Tuesday night was not easy.
The Rockies lost a heartbreaking contest to the San Diego Padres, 7-6, to bring their current losing streak to five games.
"We were gonna go through a time that was going to be rough," Tulowitzki continued. "That's how baseball is."
"We've played good baseball and it's a tough division. There's real good pitching in this division."
The Rockies are going to need to step up their game in that department, then.
Our old friend, former Rockie and no stranger to home runs at Coors Field -- a Mr. Clint Barmes -- got the scoring started in the top of the third with a solo homer off of Rockies starter Tyler Matzek. The Padres scored again later in the inning when, after retiring two, Matzek gave up a double to Derek Norris and an RBI single to Matt Kemp.

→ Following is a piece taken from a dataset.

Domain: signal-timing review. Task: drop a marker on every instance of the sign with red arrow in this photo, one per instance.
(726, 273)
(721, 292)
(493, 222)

Even though the Padres wouldn't ultimately score, it was the fifth and final inning that was actually the scariest for Matzek, the Rockies, and their fans. The young lefty began the inning by walking the bottom two members of the Padres lineup, including pitcher Brandon Morrow. It was the first time Morrow had reached base in his career.
When Wil Myers looped a single into right field that fell just in front of Carlos Gonzalez in the next at-bat, it looked like things might unravel completely, but Barmes did his old team a massive favor and broke for the plate. CarGo's throw beat him by at least five feet, and after a short rundown he was erased for the first out of the inning. Whew.
But the danger had not disappeared. Padres runners stood at second and third with only one out and the heart of the San Diego lineup waiting for its turn. To make things even more stressful, Rafael Ynoa punted a slow grounder that allowed Norris to reach first and load the bases with Kemp coming to the plate.
Right when he absolutely needed to, Matzek threw some of his best pitches of the night and got the star hitter to ground into an inning-ending (and threat-ending) double play. One moment it looked like the game was going to get out of hand and the next the Rockies were walking off the field unscathed.
I'll say this for Matzek: he does not give up on himself.
"I thought it was his best outing so far," said catcher Nick Hundley, "I thought he did a very good job for us and gave us a chance to win."
Hundley had been animated on multiple occasions. "I just knew I had to get through [the fifth inning] and Hundley kinda got on me and fired me up," says Matzek. "That's what I needed right then. He really fired me up and got me back in there."
There was some question as to whether or not Hundley's animation earlier in the game was directed at the opposition. "No, I wouldn't do that," he said. "That's to our guys."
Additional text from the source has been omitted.